In the 83 individuals with coronary atherosclerosis, the average weight of the heart was greater as compared to nonatherosclerotic cases. This may be due to increased cardiac work load and compensatory hypertrophy. As atherosclerosis was found to be more in frequency and degree of severity in males as compared to females, it was also evident as the average hearts of males were heavier than those of age group-matched female patients. Our findings are comparable to the similar findings of Dhruva et al.,[3] and Garg et al.,[5] who too found that the average heart weight in males was higher as compared to females.

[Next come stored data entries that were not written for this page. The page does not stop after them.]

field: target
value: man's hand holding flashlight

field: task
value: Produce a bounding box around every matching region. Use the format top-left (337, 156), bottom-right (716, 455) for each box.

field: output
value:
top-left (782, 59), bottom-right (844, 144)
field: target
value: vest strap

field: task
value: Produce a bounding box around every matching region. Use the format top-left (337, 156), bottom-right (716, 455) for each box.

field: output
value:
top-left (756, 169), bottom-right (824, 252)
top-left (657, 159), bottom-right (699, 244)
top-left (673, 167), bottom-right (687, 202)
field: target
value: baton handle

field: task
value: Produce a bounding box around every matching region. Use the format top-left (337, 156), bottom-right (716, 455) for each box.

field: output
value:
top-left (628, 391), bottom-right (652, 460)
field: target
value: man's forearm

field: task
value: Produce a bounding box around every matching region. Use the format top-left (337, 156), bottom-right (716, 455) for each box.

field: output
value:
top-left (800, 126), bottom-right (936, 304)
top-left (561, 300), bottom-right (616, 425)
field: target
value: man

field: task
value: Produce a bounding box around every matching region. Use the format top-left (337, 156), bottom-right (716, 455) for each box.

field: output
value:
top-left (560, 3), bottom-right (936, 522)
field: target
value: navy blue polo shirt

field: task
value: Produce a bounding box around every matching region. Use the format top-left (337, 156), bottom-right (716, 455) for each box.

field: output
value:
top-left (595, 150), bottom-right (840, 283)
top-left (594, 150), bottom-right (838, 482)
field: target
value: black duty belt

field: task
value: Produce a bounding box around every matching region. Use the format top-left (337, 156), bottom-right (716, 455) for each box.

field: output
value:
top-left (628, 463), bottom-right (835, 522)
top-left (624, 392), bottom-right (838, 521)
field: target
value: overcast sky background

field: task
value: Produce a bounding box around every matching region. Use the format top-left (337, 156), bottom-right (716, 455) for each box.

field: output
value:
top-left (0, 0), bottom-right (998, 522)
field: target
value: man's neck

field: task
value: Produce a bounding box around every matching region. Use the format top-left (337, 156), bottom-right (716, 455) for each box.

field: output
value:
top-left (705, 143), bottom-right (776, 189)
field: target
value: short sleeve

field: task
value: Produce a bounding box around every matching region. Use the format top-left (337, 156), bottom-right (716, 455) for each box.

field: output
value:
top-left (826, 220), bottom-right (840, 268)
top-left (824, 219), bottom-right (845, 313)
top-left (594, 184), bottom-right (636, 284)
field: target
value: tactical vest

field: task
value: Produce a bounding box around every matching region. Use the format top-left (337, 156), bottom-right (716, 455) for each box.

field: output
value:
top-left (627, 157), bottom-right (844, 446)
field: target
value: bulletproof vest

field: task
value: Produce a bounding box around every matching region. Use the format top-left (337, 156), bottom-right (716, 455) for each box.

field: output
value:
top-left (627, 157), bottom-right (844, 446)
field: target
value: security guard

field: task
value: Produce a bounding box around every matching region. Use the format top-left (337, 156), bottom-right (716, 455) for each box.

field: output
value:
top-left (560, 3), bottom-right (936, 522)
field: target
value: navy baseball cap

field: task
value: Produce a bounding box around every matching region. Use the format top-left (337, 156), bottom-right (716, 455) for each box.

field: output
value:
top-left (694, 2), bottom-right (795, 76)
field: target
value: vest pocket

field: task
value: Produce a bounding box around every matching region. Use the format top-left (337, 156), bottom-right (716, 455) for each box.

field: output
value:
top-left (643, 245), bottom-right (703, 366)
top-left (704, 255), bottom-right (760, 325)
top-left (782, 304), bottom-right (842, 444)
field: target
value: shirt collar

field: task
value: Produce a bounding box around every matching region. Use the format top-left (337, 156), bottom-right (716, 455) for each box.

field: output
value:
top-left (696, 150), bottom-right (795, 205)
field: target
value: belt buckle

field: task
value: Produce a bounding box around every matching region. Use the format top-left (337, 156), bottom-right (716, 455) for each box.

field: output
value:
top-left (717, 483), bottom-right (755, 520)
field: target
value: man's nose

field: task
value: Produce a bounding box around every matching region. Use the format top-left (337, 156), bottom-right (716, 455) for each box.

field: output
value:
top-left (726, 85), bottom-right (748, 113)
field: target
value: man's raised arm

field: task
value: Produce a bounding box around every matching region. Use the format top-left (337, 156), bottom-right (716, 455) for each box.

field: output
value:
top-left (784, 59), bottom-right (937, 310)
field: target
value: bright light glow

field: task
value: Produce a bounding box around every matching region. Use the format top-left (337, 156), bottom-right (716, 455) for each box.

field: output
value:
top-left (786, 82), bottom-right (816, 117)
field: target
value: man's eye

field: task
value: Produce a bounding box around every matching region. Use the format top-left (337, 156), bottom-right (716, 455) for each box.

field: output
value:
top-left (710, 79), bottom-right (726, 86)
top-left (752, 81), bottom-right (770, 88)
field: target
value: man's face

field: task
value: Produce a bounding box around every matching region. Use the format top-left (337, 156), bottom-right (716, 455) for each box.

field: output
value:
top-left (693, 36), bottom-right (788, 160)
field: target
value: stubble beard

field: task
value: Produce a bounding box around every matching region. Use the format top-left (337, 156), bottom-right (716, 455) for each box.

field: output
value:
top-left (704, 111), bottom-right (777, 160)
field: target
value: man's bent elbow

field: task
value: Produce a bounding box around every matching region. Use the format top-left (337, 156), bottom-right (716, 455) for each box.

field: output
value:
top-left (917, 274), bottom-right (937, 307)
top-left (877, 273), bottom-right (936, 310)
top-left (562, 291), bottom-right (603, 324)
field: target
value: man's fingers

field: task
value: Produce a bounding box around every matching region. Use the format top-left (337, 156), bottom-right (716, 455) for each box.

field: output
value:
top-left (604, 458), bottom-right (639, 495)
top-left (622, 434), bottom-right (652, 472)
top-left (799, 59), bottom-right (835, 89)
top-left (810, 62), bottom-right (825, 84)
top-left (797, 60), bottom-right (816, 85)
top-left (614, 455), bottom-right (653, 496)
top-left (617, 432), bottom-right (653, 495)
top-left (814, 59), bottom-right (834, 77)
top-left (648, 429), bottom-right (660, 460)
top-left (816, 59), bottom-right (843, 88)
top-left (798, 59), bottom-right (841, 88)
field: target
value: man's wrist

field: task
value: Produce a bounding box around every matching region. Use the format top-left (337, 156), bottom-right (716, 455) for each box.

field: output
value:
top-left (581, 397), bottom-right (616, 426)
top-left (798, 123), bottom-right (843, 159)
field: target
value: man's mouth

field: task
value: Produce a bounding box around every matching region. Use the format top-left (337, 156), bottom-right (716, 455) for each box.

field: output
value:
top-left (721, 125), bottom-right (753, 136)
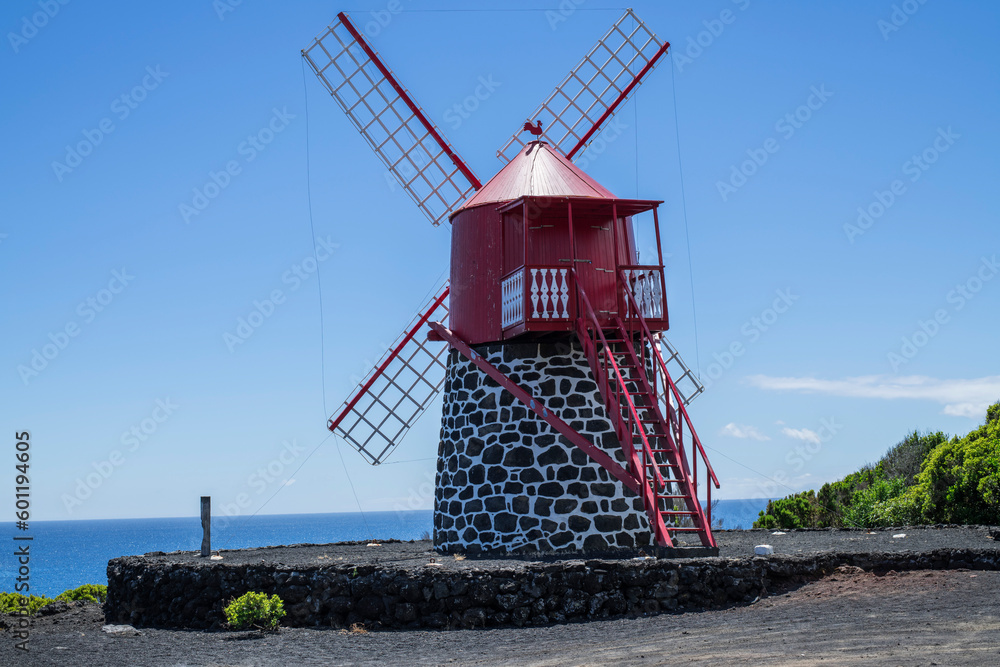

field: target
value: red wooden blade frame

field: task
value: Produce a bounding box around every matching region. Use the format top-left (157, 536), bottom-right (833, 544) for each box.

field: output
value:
top-left (303, 13), bottom-right (481, 226)
top-left (328, 285), bottom-right (450, 464)
top-left (497, 9), bottom-right (670, 164)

Triple, double, and single vessel disease was found in 22, 12, and 13% of cases, respectively, with severe atherosclerotic lesions in our study. Dhruva et al.,[3] found that single vessel was involved in 31%, while two and three vessel involvements was seen in 17 and 36% cases, respectively. In their study, Garg et al.,[5] reported that triple vessel involvement (44.4%) was the most common, followed by double and single vessel involvement seen in 42.2 and 13.3% cases, respectively.
Incidence of coronary involvement in LADA was 40%, RCA 32%, and left circumflex artery 30%. This was in concordance with the data given by Sudha et al.,[13] who showed LADA as the most common site for plaque (47%) and Yazdi et al.,[6] who showed LAD as the most commonly involved artery (60%), followed by RCA (50%) and left circumflex artery (42.5%). Garg et al.,[5] too found that LADA (38.1%) was the commonest involved vessel followed by right coronary (35.1%) and left circumflex artery (34%).
Acute MI was seen in 10.8% cases as compared to observations of 9.72, 6.5, and 3% acute MI cases observed by Dhruva et al.,[3] Maru,[14] and Garg et al.,[5] respectively. It is a bit surprising and unexpected finding that the percentage of acute MI in our study was slightly on the higher side as our subjects did not have any prior history of a coronary vascular event or history of cardiac cause of death.
CONCLUSION
The study showed unexpectedly high prevalence of atherosclerosis in Ahmedabad, India; especially in the relatively young population with no prior history of cardiovascular disease and where the diagnosis of coronary vascular disease is least suspected. However, there is a male preponderance of coronary atherosclerosis, but there is a progressive increase in the proportion of females who present with coronary atherosclerosis. The study of human atherosclerotic lesion is an extremely difficult task in a living subject and autopsy study is the best possible way to work on it. Though our study involved only a small number of cases, it highlights the early onset and increasing prevalence and severity of atherosclerotic lesions in Indian population. It also calls for institution of screening programs and preventive and control measures against atherosclerosis from an early age.
Footnotes
Source of Support: Nil
Conflict of Interest: None declared.